Did you roll up somewhere and say, “Let me run a quiz”?
"Pretty much. I was 23, I hit up some of the cool bars I liked, saying, 'I can make a weeknight a lot better for you'. The first bar we went to, said yes."
How much better can you make a weeknight?
"This obviously varies from venue to venue pending on the day of the week they run trivia, their seating capacity, whether they have a kitchen or use food trucks, whether they brew their own beers, etc. For most venues, we have turned their quietest night of the week into their busiest – and it is consistently busy week-to-week.
"Our biggest venues bring in AUD$5k-7k (€3.5k-5k) per night, but in general you are looking at the average cost of a meal at the venue plus 2 to 3 drinks per person. The average crowd size of the first 3 shows is usually doubled by show number 10. This is why we give so much support and direction to kick off strong, because if everything goes to plan, you'll have a full house week-to-week after 6 to 10 weeks."
Is social media important for a trivia night’s success?
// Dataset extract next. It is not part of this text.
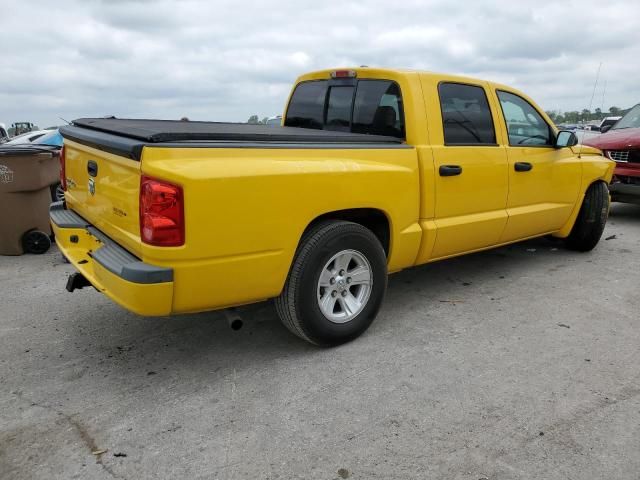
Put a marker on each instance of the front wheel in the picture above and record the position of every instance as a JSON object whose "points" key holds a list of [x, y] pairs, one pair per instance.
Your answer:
{"points": [[336, 284], [587, 230]]}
"We find a lot of bars, especially the small ones, have social media but don’t really understand it. We know that in the lead-up to your night, you have to be posting three or four times a week. We have a library of resources, bars can tap into, and we use Active Campaign to automate a lot of processes, so as soon as venues onboard with us, they get an eight-week social-media program. We don’t do it for them, we teach them to do it. We tell our venues: our responsibility is to create a brand that people want to engage with and follow; your responsibility is to associate yourself with that brand."
How do you know what works?
"We have a lot of data. We collect the crowd size of every show and can look at that data on a venue, city or state level to see what the crowd pulse is. It goes through a constant wave, and it takes about 10 to 15 weeks to recognise patterns for each venue, but when you get to that point, you can say: 'Hey, you’re going to have a dip here. So let's put the promo just before that and try and level out.'"
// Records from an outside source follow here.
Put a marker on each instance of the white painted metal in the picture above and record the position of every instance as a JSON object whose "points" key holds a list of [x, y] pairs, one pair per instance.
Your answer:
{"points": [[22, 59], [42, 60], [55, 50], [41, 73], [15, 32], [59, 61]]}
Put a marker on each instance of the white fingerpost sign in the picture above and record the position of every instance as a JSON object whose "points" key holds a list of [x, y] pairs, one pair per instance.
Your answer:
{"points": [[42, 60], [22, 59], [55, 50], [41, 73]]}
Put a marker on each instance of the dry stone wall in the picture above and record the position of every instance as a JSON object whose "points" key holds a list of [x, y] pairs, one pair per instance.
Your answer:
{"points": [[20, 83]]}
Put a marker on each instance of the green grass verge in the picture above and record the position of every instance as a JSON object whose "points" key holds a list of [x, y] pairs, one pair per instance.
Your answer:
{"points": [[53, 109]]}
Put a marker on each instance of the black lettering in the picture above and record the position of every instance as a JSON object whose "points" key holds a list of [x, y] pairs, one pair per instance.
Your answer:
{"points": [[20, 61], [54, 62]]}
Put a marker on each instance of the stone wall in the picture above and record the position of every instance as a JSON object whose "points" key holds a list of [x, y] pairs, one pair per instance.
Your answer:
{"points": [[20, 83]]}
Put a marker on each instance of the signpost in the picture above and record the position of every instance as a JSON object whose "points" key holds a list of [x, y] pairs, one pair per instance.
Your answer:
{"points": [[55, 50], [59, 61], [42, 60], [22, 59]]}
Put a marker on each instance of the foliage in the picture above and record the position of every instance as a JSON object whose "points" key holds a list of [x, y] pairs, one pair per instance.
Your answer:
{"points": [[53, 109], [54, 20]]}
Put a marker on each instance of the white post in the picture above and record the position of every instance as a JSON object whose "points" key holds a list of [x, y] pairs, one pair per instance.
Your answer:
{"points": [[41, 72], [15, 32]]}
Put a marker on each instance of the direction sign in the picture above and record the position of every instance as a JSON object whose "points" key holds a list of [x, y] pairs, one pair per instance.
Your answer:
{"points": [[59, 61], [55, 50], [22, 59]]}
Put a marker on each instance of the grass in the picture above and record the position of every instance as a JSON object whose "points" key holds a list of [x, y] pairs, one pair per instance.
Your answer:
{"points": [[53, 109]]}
Was that support part of the original plan?
"Noooooo. Initially I thought: 'We’ll turn up with a mic and just do it.' We've been doing this for 18 years, but I get bored easily, so I started going deep into it."
"It’s not really about the tech or data – it's the show's personality that venues pay for. You’re trying to personify the pub, to give the venue something that punters can walk in and identify with and want to get to know. The other stuff is just how we get it there. We’re clever and professional with that, but on the other hand we’re idiots, and we have a lot of fun. If we’re having fun, everyone is.
"You want to take people on a journey with you. That creates the ambience. It’s all about good storytelling, a sense of discovery. At the end of the night you want people to think: 'This was great. I want to tell my friends about this – I want to bring them next time.' Then you’re creating a relationship."
Are funny trivia nights just a thing for hip inner-city bars?
"We’ve seen a lot of outer suburb bars doing really well. Fewer people are coming into cities, so football clubs and venues that have a real community base have become great places for people to hang out. A lot of lo-fi breweries have done exceptionally well.
"More than half our clients in Queensland are breweries – some are really slick and some feel like you’re walking into someone’s garage but they’re packed out because the owners and the managers have created a great community. You can get these magical shows where 140 people turn up and you’re knocking people back on a Monday night."
So quizzes build community?
"That’s our thing: bringing the customers – and their friends. Teams become personalities in the show, and the bartenders become personalities. We want to create an atmosphere where friends have a bonding experience."
We're going to the bar, what are you having?
"If you're paying, I'll have a Negroni thanks!"